The participants included the Sandia team of Passell, Jesse Roach, and Marissa Reno, four engineers from the MoWR, a State Department contractor from the U.S. embassy in Baghdad, and a water program manager from UNESCO.
Roach, the lead modeler in the project, says the best part of the project was watching the Iraqi engineers and modelers become engaged in the modeling process, an engagement that grew as the project unfolded.
“Our approach was to build the computer model in a collaborative fashion with the Iraqis,” Roach says. “We could have built it for them and then handed it over, but we wanted them to have ownership – to understand how the model went together and how it works.”
The first two workshops in the Iraq project took place in Amman, Jordan in November 2007 and February 2008. The initial workshops focused on helping the Iraqis learn to use the software and think about how the different systems associated with their resource issues are interdependent and interconnected.
By the time of the second workshop, the Sandians – with data and other information from the Iraqis – built a first draft of the model. The Iraqis used their growing skills to build part of that version of the model.
“At the end of the third workshop, our Iraqi colleagues presented the model to three high-level Iraqi Ministry of Water officials. They presented it entirely in Arabic, explained how it worked, and answered questions about everything from input data to the scenario runs they were demonstrating,” Roach said. “It was a powerful moment in a very successful capacity-building project.”
One of the critical drivers in the model is the flow of water from the headwaters of the Euphrates and Tigris rivers in Turkey across the border to Iraq.
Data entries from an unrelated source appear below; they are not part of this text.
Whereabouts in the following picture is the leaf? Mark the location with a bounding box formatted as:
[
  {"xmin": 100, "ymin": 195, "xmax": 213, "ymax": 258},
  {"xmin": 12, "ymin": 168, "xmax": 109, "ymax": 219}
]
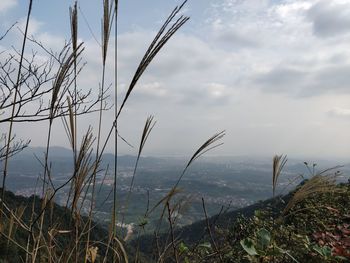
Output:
[
  {"xmin": 239, "ymin": 238, "xmax": 258, "ymax": 256},
  {"xmin": 198, "ymin": 242, "xmax": 211, "ymax": 249},
  {"xmin": 179, "ymin": 242, "xmax": 189, "ymax": 254},
  {"xmin": 257, "ymin": 228, "xmax": 271, "ymax": 250},
  {"xmin": 88, "ymin": 247, "xmax": 98, "ymax": 263}
]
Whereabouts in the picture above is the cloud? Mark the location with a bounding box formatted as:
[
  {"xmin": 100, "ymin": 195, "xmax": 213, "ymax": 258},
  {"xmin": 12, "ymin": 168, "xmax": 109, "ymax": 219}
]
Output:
[
  {"xmin": 0, "ymin": 0, "xmax": 17, "ymax": 13},
  {"xmin": 328, "ymin": 107, "xmax": 350, "ymax": 118},
  {"xmin": 307, "ymin": 0, "xmax": 350, "ymax": 37}
]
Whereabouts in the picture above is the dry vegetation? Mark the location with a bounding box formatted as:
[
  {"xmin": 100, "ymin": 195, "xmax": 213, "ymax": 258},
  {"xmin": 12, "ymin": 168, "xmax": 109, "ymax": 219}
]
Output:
[{"xmin": 0, "ymin": 0, "xmax": 348, "ymax": 262}]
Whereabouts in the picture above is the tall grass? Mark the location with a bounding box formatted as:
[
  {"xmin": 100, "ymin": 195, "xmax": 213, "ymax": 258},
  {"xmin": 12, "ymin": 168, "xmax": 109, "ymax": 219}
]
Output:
[{"xmin": 0, "ymin": 0, "xmax": 224, "ymax": 262}]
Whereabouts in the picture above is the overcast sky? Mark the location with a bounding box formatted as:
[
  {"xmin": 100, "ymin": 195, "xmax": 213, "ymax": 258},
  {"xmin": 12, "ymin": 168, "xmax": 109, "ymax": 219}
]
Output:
[{"xmin": 0, "ymin": 0, "xmax": 350, "ymax": 159}]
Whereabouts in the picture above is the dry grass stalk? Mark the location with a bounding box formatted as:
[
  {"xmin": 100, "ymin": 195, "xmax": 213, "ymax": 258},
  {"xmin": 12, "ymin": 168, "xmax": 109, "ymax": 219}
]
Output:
[
  {"xmin": 283, "ymin": 173, "xmax": 338, "ymax": 215},
  {"xmin": 0, "ymin": 0, "xmax": 33, "ymax": 204},
  {"xmin": 116, "ymin": 0, "xmax": 189, "ymax": 119},
  {"xmin": 272, "ymin": 155, "xmax": 287, "ymax": 196}
]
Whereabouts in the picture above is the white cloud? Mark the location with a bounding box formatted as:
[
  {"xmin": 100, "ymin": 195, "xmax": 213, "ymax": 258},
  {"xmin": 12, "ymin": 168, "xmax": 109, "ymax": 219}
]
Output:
[
  {"xmin": 0, "ymin": 0, "xmax": 17, "ymax": 13},
  {"xmin": 329, "ymin": 107, "xmax": 350, "ymax": 118},
  {"xmin": 307, "ymin": 0, "xmax": 350, "ymax": 37}
]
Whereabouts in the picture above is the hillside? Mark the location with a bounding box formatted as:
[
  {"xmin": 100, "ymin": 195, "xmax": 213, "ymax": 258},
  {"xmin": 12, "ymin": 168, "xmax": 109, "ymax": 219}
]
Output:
[{"xmin": 132, "ymin": 183, "xmax": 350, "ymax": 263}]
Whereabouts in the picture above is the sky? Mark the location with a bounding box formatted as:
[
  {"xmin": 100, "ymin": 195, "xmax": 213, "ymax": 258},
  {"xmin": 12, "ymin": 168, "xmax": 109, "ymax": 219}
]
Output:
[{"xmin": 0, "ymin": 0, "xmax": 350, "ymax": 160}]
“Surface water in Iraq is affected by infrastructure development and water operations in upstream countries,” says Reno, who built the transboundary module in the model.
“Historically, Turkey and Syria were not major water users, but now both countries have developed the capacity to store and use more, and that is a major concern to Iraq,” she said.
As Iraq is at risk as the downstream user in the Tigris-Euphrates system, so are the Mesopotamian Marshes at risk as the downstream user in Iraq. They are a crucial freshwater wetland ecosystem in the Arabian Gulf region.
Populated by Marsh Arabs with their ancient culture, the southern marshes once covered about 8,000 square kilometers, but water uses upstream have gradually reduced the marsh area.
Marsh Arabs in the Mesopotamian
Marshes (Photo courtesy U.S. Army
Corps of Engineers)
Saddam Hussein partially drained them in the 1990s when his enemies hid there, and they are threatened by increasing upstream water use in the future. Now the marshes cover about 5,000 square kilometers.
“The marshes, which are culturally, historically, and economically rich and diverse, have started to dry out – partly by accident and partly by design,” says Geoff Klise, the Sandia team member who built the marsh module. “We modeled how they might be restored, looking at flows, reservoir operations, and changes to agriculture, to see how these might affect marshes downstream.”
The model was built in a commercially available system dynamics modeling platform called Studio Expert, produced by Powersim Inc. It features short run times, user-friendly interfaces, and real-time graphical output.
Passell says the Sandia Geohydrology Department staff have used the system dynamics platform for years in multistakeholder settings as a way of helping collaborators understand the complexities of their resource systems, identify data and information gaps, and evaluate competing resource management strategies.
They have engaged scientists and engineers from more than a dozen countries, including Turkey, Syria, Iraq, Libya, Jordan, Japan, and four Central Asian republics.
Sandia is a multiprogram laboratory operated by Sandia Corporation, a Lockheed Martin company, for the U.S. Department of Energy’s National Nuclear Security Administration.
Sandia officials say new funding for phase two of the Iraq surface water project is expected this month.